Dec 04 2013

The GlutenfreeSingles Guide to Surviving the Holidays

Published by at 7:18 pm under Holidays

The holidays are here, which means food, food…and more food! You will likely be on the receiving end of party invitations, family dinner requests, cookies, pies, egg nog and more. For anyone, the holidays can certainly be risky – all those extra calories have to go somewhere! For gluten-free eaters, the holidays are extra precarious. Most standard baked goods contain gluten, and for every party invitation you receive, you risk becoming that person with all food issues your hosts have to work around.

Don’t spiral into holiday blues or take out your anxiety on the person who just stole your parking spot at the mall! Let us help you glide through the holidays with grace and goodwill for all!

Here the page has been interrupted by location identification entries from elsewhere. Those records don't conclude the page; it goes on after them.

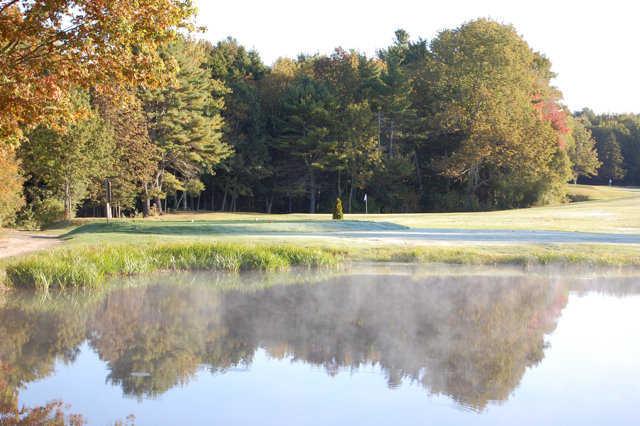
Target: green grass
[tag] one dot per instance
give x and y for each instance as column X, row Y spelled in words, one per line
column 93, row 265
column 95, row 250
column 526, row 255
column 609, row 210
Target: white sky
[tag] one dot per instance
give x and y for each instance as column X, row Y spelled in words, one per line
column 594, row 45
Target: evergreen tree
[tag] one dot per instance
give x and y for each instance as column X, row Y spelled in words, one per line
column 582, row 152
column 611, row 156
column 184, row 118
column 338, row 213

Keep Gluten-Free Snacks Handy

I used to work at a pretty typical company. Every December our vendors would send over boxes of cookies, whole cakes, brownies and all sorts of other goodies. These treats would, for the most part, end up in the lunch room where they would beckon ceaselessly all day until I finally caved.

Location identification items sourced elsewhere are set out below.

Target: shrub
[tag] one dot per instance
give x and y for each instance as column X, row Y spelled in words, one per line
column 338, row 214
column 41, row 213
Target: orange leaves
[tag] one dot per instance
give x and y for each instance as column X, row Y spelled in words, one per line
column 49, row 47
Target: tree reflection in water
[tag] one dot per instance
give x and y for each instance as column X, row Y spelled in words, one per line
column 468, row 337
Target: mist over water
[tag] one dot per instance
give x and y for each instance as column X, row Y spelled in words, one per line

For gluten-free eaters, all of these readily available treats can fry your self-control or even lead you to fall off the gluten-free wagon (resulting in some very un-festive digestive symptoms if you have celiac or a gluten sensitivity). Whether your workplace gets overrun with treats, or cookies and brownies assault you in other places, stay strong by keeping snacks close at hand. Personally, I like to nibble on dark chocolate throughout the day to satisfy my sugar cravings. Find a gluten-free snack that appeals to your taste buds and dive in as soon as those gluten-filled cookies start calling.

Eat Beforehand

If you are invited to a neighbor’s holiday party, invited out to dinner or ordered to a family get together, you may find yourself surrounded by gluten food options. If you feel comfortable with the party or dinner hosts, one option is to let them know about your gluten-free needs. You can make the conversation a lot less awkward by listing all of the things you can eat, including fruits, veggies and meat. Good hosts will probably be willing to have some food available for you.

If you worry about being a party pooper or stressing out the hosts too much, consider eating a small meal before you attend the party or dinner. This way, you can nibble your way through any gluten-free options available, but there’s no risk of starvation (or hunger-induced crankiness) if you can’t eat what’s on the menu.

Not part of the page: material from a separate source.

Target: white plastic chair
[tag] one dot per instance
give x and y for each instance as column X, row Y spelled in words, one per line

One last option is to bring a gluten-free snack, appetizer or dessert if you’re attending a potluck event. This way, at least you’ll have a guaranteed safe option if all else fails.

Practice Humility

It’s going to happen. Someone will give you cookies or proudly present you with their special bunt cake as a gift. There’s no need to freak out and hurl the offensive food item off your property or away from your cubicle. Instead, acknowledge the gift for what it is – a present from someone who cares about you. Accept the gift with gratitude. Even if you can’t eat gluten, I’m sure you know plenty of people who can. Take the cookies to work, surprise your neighbors, bring them to church or the synagogue. If you happen to receive bubble bath or lotion or any other self-care item with gluten that you don’t want, give it to a friend or to a charity. Someone will appreciate it, and you’ll get to enjoy the gift of giving.

Remember that the holidays are meant to be a time of peace, harmony and goodwill. Many people don’t understand what gluten is and the foods or other items that typically contain gluten. Even if they know that you are gluten free, they may still make a gluten gift mistake. Don’t forget that it really is the thought that counts even if you receive a gift that could literally cause you to break out in rashes.